Claro, lo que nos faltaba, pensó Von Essen.

—¿Qué ha dicho la buena de Caijsa? —preguntó Adolfsson cuando el colega hubo terminado.

—Parece que Månsson le ha hecho tilín —explicó Von Essen.

—Ya, como todos —replicó Adolfsson que, de repente y sin saber por qué, parecía irritado.

—Bueno, todos no —objetó Von Essen con expresión inocente, puesto que él también había asistido a la misma fiesta de personal que Adolfsson, un par de meses atrás.

Enoksson hizo cuanto pudo y, finalmente, uno de sus antiguos contactos en el laboratorio accedió y le prometió echarle una mano. De todos modos, tenía que trabajar el fin de semana, y ya encontraría el modo de encontrar un hueco para la petición de Enoksson. Aunque de lo de las veinticuatro horas ya podía ir olvidándose. Y siempre y cuando ella tuviera en su poder la muestra en el plazo de unas horas, siempre y cuando pudiera utilizarse, siempre y cuando no ocurriese ningún imprevisto, Enoksson podría contar con una respuesta el domingo por la mañana, como muy pronto; el domingo a última hora de la mañana, como muy tarde.

Tras convencerla también y después de prometerle horas extraordinarias y horas compensatorias, consiguió que otra joven colega se sentara al volante y se dirigiera a Linköping, un viaje de doscientos kilómetros solo de ida, a pesar de que ya era viernes por la tarde.
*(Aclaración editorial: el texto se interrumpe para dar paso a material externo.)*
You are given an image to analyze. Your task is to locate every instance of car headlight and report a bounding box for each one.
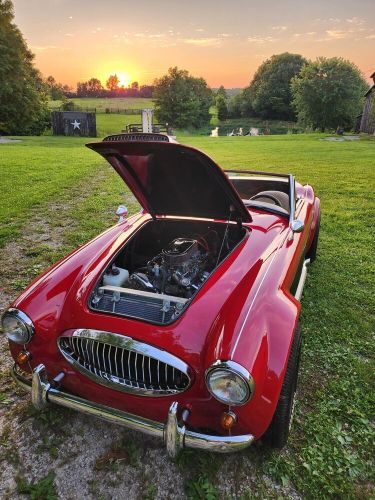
[1,309,34,344]
[206,361,255,406]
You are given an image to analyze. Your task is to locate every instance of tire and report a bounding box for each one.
[263,326,302,449]
[306,214,320,262]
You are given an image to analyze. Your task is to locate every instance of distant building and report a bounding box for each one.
[51,111,96,137]
[359,72,375,134]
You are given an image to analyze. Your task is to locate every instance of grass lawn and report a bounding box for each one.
[0,134,375,499]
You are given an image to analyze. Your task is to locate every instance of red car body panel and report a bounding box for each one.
[10,141,319,438]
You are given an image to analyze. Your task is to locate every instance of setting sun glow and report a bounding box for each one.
[117,71,132,87]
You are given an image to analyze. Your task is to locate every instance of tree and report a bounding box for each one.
[77,82,87,97]
[242,52,307,120]
[46,76,64,101]
[154,67,212,128]
[105,74,120,91]
[87,78,103,95]
[0,0,49,135]
[291,57,368,131]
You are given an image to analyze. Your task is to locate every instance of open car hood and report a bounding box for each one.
[87,140,251,222]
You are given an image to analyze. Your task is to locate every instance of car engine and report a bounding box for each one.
[89,221,244,325]
[127,238,212,298]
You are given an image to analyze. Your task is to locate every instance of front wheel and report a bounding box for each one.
[263,326,302,448]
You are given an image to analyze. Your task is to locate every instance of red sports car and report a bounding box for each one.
[2,134,320,456]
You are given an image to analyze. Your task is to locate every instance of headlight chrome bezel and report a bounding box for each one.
[1,308,35,345]
[205,360,255,406]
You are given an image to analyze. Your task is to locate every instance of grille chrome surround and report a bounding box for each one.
[58,329,191,397]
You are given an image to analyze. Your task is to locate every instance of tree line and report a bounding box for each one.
[45,74,154,101]
[0,0,368,135]
[154,52,368,131]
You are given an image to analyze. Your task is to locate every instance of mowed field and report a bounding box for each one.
[0,135,375,499]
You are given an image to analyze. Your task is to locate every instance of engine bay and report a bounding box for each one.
[89,221,246,324]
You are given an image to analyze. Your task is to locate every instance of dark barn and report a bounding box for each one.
[51,111,96,137]
[360,72,375,134]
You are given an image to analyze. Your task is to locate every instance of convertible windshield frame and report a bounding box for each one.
[224,169,296,225]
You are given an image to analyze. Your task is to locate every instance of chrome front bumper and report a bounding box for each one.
[12,364,254,457]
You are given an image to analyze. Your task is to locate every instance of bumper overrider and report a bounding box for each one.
[12,364,254,457]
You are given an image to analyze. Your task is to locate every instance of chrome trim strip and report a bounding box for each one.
[99,285,190,304]
[57,329,191,397]
[12,364,254,457]
[288,175,296,225]
[294,259,310,301]
[231,229,290,358]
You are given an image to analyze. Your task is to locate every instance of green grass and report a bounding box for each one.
[0,135,375,499]
[0,137,103,247]
[49,97,154,113]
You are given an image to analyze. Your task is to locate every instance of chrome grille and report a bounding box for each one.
[58,330,190,396]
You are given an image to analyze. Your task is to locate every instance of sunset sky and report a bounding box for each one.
[13,0,375,88]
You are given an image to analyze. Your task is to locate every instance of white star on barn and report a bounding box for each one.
[70,120,81,130]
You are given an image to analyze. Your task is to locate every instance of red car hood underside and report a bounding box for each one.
[87,141,251,222]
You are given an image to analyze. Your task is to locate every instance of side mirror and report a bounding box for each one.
[290,219,305,233]
[116,205,129,224]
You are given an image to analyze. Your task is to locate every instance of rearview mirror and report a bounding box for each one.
[290,219,305,233]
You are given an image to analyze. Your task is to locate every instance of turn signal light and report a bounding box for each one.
[16,351,31,365]
[220,411,237,431]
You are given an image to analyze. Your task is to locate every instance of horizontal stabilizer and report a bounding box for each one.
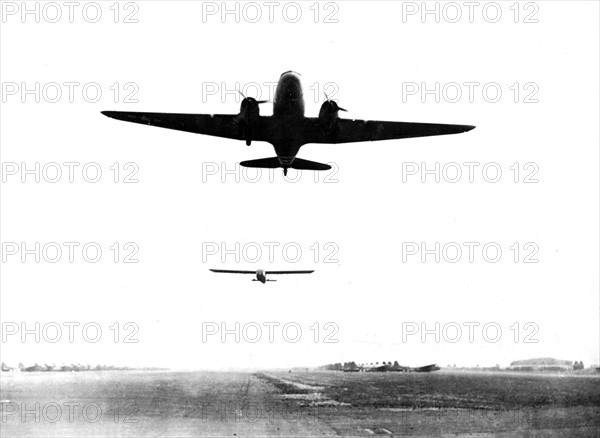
[265,271,315,275]
[240,157,331,170]
[211,269,256,274]
[290,158,331,170]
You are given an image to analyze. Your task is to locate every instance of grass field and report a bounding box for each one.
[0,371,600,438]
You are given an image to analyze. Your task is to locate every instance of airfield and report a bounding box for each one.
[0,370,600,437]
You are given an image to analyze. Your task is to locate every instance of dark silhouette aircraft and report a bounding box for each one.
[211,269,315,284]
[102,71,475,175]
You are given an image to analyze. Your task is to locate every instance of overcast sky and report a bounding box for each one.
[0,1,600,368]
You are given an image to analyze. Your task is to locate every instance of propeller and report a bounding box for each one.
[323,91,348,112]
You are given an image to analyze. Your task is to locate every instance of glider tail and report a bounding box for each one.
[240,157,331,173]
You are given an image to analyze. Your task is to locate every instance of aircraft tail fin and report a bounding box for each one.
[240,157,281,169]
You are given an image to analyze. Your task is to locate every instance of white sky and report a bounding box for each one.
[0,1,600,368]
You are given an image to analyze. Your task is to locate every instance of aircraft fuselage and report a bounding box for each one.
[273,71,304,168]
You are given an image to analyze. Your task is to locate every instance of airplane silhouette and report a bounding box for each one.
[211,269,315,284]
[102,71,475,175]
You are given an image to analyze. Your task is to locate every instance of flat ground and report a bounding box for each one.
[0,371,600,438]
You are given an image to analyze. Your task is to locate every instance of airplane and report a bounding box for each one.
[211,269,315,284]
[102,71,475,175]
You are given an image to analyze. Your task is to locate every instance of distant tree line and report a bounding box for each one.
[0,362,130,372]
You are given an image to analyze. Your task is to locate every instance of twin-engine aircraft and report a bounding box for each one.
[102,71,475,175]
[211,269,315,284]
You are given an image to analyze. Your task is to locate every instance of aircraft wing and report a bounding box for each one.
[102,111,272,141]
[304,118,475,143]
[210,269,256,274]
[265,271,315,275]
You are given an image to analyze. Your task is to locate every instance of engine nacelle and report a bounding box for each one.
[240,97,260,120]
[238,97,262,146]
[319,100,346,127]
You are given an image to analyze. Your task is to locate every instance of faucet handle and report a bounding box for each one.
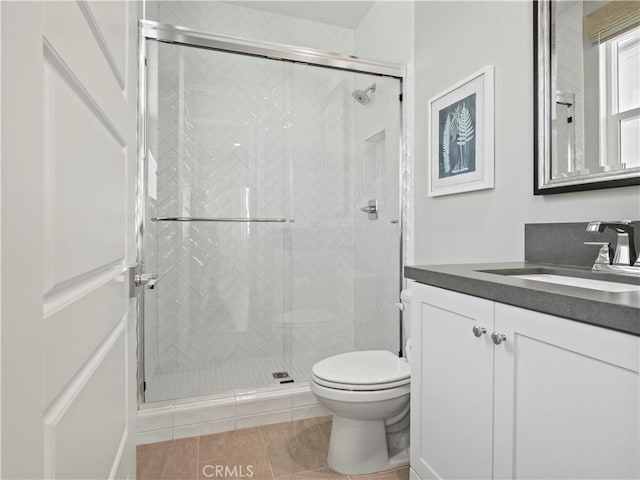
[584,242,613,268]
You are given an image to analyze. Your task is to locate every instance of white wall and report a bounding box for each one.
[414,2,640,264]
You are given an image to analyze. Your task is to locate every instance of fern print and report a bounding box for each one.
[456,102,475,170]
[438,93,477,178]
[442,114,458,174]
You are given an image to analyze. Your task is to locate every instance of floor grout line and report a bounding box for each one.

Cuando la chaqueta de Adolfsson iba por fin camino del laboratorio, Enoksson respiró aliviado y llamó a Bäckström. A ver si así nos libramos de una vez del gordo este, pensó Enoksson, pese a que no en vano se lo consideraba un hombre apacible.

—El domingo por la mañana —se lamentó Bäckström—. Pero ¿a qué coño se dedican los de Linköping? ¿Es que el único que trabaja en esta puta institución soy yo?

—Como muy pronto, el domingo por la mañana —explicó Enoksson.

—No estoy sordo —dijo Bäckström. Y, acto seguido y a juzgar por el tono del teléfono, colgó sin más.

¿Qué tiene de malo un simple «gracias»?, se preguntó Enoksson mientras llamaba al colega Olsson para informarlo de lo que estaba pasando. Después de todo, Olsson era su jefe de investigación. Pero, como en tantas ocasiones anteriores, Enoksson tuvo que conformarse con dejarle un mensaje en el contestador.

—Hola, Olsson. Aquí Enoksson —dijo—. No te llamaba por nada en concreto, la verdad, así que si quieres puedes llamarme al teléfono particular. Si no, que tengas un buen fin de semana —concluyó Enoksson que, a decir verdad, no tenía más fe en la chaqueta de Adolfsson que en las demás teorías de Bäckström y que sobre todo tenía ganas de irse a su casa con su mujer y de disfrutar de la paz familiar en el campo de Småland.